Many readers first found Newton’s work with Nights of Villjamur (REVIEW), a novel that is often mis-attributed as the author’s debut. In reality, Newton’s first published novel, albeit by a small press, was The Reef, a novel tangentially related to his current Legends of The Red Sun series, but ostensibly a stand alone.

Newton, on the novel:

It was published a few years back with UK indie publisher, Pendragon Press, but only in limited numbers. So the folks at Tor UK decided it would be a great idea to make it available to buy as a digital edition – and for less than two quid. Quite a few people have asked about this title over the last couple of years, so it only seemed logical to bring it back in this format. Of course, it’s much more expensive to do these things with another print run, but one of the cool things about ebooks is being able to publish digital versions of books that wouldn’t otherwise have been released.

I feel I’ve grown a heck of a lot as a writer since this book. I wrote it when I was 23 or 24 years old, and that was an age when I was experimenting with themes and finding my feet. My outlook on the world is different, as is my awareness of various issues, but I’m still proud of this little tome.

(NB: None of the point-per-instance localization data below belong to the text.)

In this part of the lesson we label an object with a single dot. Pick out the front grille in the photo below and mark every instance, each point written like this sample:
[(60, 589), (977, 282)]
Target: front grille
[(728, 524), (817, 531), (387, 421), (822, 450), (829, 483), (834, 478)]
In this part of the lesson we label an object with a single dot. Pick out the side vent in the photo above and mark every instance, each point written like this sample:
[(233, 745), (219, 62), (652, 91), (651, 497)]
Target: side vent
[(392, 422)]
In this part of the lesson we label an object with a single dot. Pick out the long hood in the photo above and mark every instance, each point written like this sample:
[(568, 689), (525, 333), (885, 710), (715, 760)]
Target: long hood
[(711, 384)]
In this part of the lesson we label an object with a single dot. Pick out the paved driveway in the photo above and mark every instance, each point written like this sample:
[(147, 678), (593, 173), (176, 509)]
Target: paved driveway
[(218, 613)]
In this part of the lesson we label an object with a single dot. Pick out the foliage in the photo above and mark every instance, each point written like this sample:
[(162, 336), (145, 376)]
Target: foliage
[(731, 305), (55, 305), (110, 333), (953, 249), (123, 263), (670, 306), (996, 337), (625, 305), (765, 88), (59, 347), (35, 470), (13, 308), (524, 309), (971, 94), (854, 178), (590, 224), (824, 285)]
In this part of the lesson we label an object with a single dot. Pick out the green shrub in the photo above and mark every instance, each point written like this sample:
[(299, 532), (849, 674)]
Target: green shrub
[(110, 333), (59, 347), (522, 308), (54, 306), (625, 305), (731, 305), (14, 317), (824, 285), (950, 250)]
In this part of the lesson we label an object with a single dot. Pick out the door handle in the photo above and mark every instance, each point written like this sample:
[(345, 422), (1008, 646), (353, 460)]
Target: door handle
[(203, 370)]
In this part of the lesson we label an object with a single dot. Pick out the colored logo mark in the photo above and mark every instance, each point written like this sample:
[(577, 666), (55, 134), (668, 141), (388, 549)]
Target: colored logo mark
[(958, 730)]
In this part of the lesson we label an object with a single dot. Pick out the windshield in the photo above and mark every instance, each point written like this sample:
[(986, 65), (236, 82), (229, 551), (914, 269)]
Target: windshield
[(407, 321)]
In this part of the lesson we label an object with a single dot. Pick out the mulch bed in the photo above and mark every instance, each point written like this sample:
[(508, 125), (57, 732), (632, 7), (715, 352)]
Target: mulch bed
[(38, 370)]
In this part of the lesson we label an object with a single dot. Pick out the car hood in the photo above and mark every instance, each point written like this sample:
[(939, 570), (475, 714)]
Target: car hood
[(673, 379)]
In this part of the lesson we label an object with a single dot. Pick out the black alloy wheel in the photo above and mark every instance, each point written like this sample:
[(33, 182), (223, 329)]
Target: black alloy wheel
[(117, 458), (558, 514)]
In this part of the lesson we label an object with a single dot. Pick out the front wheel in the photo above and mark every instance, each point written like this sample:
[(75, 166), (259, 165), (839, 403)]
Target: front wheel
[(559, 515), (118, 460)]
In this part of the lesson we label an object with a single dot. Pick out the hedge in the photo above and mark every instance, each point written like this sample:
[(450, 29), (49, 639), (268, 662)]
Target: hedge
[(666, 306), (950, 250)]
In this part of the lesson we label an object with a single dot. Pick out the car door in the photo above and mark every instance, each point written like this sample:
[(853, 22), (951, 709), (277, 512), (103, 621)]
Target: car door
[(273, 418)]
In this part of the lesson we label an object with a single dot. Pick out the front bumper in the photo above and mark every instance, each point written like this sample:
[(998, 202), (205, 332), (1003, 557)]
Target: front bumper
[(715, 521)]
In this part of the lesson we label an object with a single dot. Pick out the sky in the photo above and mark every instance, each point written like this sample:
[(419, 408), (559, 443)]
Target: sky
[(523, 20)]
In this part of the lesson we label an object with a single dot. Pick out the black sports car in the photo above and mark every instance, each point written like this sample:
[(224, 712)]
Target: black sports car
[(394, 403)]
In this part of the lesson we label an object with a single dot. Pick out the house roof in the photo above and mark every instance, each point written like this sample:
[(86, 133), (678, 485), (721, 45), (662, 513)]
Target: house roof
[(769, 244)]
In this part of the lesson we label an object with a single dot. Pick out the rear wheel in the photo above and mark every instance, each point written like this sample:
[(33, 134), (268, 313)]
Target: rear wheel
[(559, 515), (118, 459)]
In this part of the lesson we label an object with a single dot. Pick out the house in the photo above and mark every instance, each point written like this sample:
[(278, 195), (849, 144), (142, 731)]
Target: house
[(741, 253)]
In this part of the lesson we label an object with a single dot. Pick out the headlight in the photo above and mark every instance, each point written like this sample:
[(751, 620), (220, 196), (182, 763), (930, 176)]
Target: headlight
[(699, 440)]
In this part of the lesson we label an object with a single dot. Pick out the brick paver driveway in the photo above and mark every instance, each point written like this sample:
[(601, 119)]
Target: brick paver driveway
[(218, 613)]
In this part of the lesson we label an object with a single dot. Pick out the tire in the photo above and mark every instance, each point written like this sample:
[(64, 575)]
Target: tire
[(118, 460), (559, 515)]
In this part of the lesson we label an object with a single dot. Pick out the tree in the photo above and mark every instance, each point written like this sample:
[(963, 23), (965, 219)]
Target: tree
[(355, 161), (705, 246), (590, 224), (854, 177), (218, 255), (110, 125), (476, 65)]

And Adam at The Wertzone says:

The Reef is an intriguing novel. Although the events that unfold have potentially huge ramifications for the continent of Has-jahn and the rest of the world, it’s largely a small-scale story focusing on the island of Arya and those who visit it. Whilst the novel is apparently about a mystery – who is behind a spate of murders on the island – it’s actually much more of a character study, particularly looking at the dynamics of relationships and desire. The book succeeds admirably at both tasks, with the mystery unfolding satisfyingly and the book’s comments on relationships interesting and thought-provoking. Manolin is a sympathetic but flawed protagonist, and his companions are also well-drawn, as are Jella’s crew of terrorists (although I’d like to have learned more about the enigmatic and lethal Allocen). Whilst Newton’s prose has improved since The Reef, it’s still nicely different to a lot of fantasy books out there, with its poised manners and stylistic speech inflections reminiscent of Victorian fiction. The worldbuilding is also top-notch. As far as I can tell, The Reef is set on the same world as Nights of Villjamur (they share the non-human race of the rumel), but in a more distant location, maybe the other side of the world, since none of the locations in either book is mentioned in the other. The ‘Dying Earth’ feel Newton is looking for with this world of ancient, forgotten technology is again successfully achieved here.

It’s certainly of interest to fans of Newton, and likely anyone looking for some early, experimental work from one of the genre’s most interesting young writers. It’s also nice to see Tor UK put their weight behind the book (they didn’t published it initially), though one wonders if Newton might not have just published it himself. Good news, either way.

The Reef is available as an eBook.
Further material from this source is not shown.